Brookfield Properties and Ballast Investments have closed on a deal to buy $915 million in troubled mortgages tied to 2,165 apartments owned by Veritas in San Francisco.
An affiliate of the New York-based investor and Ballast, based in the city, could take control of 76 apartment buildings — making them some of the biggest landlords in San Francisco, the San Francisco Business Times reported.
Terms of the deal, which closed Dec. 28, were not disclosed.
Brookfield Properties, a unit of the Toronto-based Brookfield, teamed up with Ballast in August to buy the portfolio of delinquent loans linked to the apartments controlled by Veritas Investments, the city’s largest residential landlord.
Veritas’ debt consists of two loans: a $674.8 million loan secured by 62 apartment buildings with 1,743 units; and a $130 million loan secured by 14 apartment buildings with 422 units. Goldman Sachs, based in New York, originated both loans.
Last summer, the troubled mortgages were valued at $800 million. But by mid-December, Veritas’ combined debt on both pools of properties had jumped to $915.4 million.
Veritas, based in the city, defaulted on the larger loan in November 2022, and defaulted on the smaller loan last spring.
Before the loan deal closed last month, Veritas was served with a notice of trustee sale for each pool of apartments, with the portfolios headed to public auction on Jan. 18. Lenders — now Brookfield and Ballast — could call off the auction, or postpone it, Gary Kaplan, a San Francisco-based partner at law firm Farella Braun + Martel, told the Business Times.
Because Brookfield and Ballast are now effectively Veritas’ lender, they could foreclose on the apartment buildings linked to their newly acquired loans. Brookfield and Ballast would then become some of the city’s largest residential landlords.

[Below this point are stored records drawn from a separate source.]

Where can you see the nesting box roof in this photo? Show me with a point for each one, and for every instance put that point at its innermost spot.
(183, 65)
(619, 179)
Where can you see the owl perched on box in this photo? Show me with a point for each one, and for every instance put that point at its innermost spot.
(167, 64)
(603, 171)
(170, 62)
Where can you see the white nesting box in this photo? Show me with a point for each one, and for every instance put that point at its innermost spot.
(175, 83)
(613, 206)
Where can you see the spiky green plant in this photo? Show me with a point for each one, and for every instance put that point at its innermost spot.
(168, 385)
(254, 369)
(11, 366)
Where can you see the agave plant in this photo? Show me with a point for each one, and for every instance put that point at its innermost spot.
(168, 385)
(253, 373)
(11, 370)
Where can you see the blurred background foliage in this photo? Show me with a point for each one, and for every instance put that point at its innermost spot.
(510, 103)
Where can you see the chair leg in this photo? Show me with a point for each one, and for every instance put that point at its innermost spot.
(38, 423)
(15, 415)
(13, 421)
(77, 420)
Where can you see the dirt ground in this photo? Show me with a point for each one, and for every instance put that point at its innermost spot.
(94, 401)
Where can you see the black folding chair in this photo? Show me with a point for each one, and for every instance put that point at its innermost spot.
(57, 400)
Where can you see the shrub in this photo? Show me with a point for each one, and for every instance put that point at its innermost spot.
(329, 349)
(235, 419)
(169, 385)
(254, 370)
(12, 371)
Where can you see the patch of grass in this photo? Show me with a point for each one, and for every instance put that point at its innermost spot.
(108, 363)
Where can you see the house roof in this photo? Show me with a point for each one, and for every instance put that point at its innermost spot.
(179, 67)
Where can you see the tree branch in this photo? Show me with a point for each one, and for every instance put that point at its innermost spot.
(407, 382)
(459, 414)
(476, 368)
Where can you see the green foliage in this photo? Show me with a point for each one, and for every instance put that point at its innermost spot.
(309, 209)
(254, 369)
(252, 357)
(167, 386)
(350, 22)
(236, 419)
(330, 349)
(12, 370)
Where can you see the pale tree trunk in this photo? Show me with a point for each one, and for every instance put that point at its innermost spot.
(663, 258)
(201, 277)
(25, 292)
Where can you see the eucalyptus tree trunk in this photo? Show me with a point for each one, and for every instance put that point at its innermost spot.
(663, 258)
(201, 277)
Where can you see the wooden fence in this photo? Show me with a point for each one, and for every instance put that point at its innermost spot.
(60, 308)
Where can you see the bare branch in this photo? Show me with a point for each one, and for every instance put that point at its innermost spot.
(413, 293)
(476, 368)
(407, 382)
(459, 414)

Veritas could also choose to surrender its properties to Brookfield and Ballast in lieu of foreclosure.
In September, Prado Group bought loans tied to 20 apartment buildings in San Francisco owned by Veritas, which defaulted on $124 million in loans.
Veritas’ residential portfolio now stretches across 7,500 apartments in the state. Veritas did not respond to a request for comment about the loan sale.
The firm’s financial distress stems from a pandemic rental market slump in San Francisco after a decade of booming prices, which had also fueled Veritas’ growth, according to the San Francisco Chronicle.
“Despite the current headwinds facing the real estate markets, we remain as committed as ever to San Francisco, to our residents and our properties, and see tremendous opportunities ahead,” Veritas said in the November statement.
Brookfield also hasn’t paid all its bills.
In June of last year, its Brookfield Properties and Paris-based Unibail-Rodamco-Westfield announced they would stop making payments on a $558 million loan tied to Westfield San Francisco Centre, surrendering the half-empty shopping mall to its lenders.